0
Tuesday 18 February 2020 - 17:08
Iran vs Zionis Israel:

Menlu Iran Zarif: Perlawanan dan Referendum Solusi Terbaik untuk Masalah Palestina

Story Code : 845292
Iran
Iran's Foreign Minister Mohammad Javad Zarif speaks in an interview with khamenei.ir website.jpg
Zarif membuat pernyataan dalam sebuah wawancara dengan khamenei.ir, situs resmi Pemimpin Revolusi Islam Iran Ayatollah Sayyid Ali Khamenei, yang diterbitkan pada hari Senin (17/2).

Dia menekankan bahwa perselisihan Palestina tidak dapat diselesaikan melalui skema yang berusaha untuk melanggar hak-hak Palestina dan memperluas pemukiman ilegal di wilayah yang diduduki.

"Adapun Palestina, alih-alih menyerah pada penghinaan dan tekanan yang meningkat dan tak terbatas yang diberikan oleh AS dan rezim Zionis, ada dua solusi yang harus dikejar secara bersamaan, tidak terpisah satu sama lain. Satu adalah perlawanan dan yang lain adalah demokrasi dan pemungutan suara rakyat. Jika mereka mempraktikkan dua solusi ini, masalah Palestina akan diselesaikan," katanya.

Tahun lalu, Republik Islam mengajukan kepada PBB proposal untuk diadakannya referendum tentang masalah masalah Palestina, seperti yang dikemukakan oleh Ayatollah Khamenei, katanya.

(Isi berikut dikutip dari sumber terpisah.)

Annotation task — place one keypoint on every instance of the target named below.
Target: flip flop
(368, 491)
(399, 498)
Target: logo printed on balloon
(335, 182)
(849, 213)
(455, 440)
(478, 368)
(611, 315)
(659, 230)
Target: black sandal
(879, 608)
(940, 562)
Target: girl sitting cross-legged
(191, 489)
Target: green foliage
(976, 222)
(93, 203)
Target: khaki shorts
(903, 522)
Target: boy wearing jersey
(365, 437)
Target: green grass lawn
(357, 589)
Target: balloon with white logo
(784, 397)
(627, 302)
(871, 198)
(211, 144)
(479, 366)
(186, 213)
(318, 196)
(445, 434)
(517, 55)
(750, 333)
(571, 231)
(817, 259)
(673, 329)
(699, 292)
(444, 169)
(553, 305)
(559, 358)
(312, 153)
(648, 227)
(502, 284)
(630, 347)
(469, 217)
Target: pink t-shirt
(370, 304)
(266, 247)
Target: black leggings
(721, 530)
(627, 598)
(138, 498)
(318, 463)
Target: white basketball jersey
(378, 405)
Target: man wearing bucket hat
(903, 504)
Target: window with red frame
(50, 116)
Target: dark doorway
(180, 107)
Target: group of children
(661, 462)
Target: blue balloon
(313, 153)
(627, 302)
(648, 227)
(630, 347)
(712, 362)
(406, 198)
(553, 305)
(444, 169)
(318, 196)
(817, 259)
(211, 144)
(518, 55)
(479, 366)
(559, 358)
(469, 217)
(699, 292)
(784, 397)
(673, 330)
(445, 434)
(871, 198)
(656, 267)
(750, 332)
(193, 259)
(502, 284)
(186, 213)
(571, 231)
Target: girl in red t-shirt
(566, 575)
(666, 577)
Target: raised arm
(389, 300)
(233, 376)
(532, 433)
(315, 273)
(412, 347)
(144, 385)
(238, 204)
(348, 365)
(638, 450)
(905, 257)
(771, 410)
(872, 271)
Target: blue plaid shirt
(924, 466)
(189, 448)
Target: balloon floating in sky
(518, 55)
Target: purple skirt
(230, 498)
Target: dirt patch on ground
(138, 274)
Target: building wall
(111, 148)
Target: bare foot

"Solusi untuk masalah Palestina membalikkan dua poros demokrasi dan perlawanan. Tujuan perlawanan jelas dan Palestina sebenarnya menolak, tetapi hari ini semua warga Palestina harus mengekspresikan oposisi dengan suara bulat terhadap" kesepakatan abad ini. " Persatuan di dalam Palestina atas dasar perlawanan dapat membantu menggagalkan kebijakan Zionis," katanya.

Zarif menyoroti peran demokrasi sebagai pengubah permainan lain dalam masalah Palestina, dengan mengatakan para pendukung demokrasi palsu yang menganggap rezim Zionis sebagai "satu-satunya demokrasi di kawasan" perlu dipersiapkan untuk memeluk demokrasi sejati.

"Apa arti demokrasi sejati? Ini berarti bahwa semua orang yang tinggal di Palestina, yang adalah pemilik sebenarnya dari Palestina, tetapi juga yang telah mengungsi di seluruh dunia harus dapat menentukan dan membuat keputusan untuk masa depan mereka sendiri," katanya. .

Presiden AS Donald Trump merilis "kesepakatan abad ini" yang diproklamirkannya sendiri dalam sebuah acara di Gedung Putih bersama Perdana Menteri Zionis Israel Benjamin Netanyahu di Washington pada 28 Januari.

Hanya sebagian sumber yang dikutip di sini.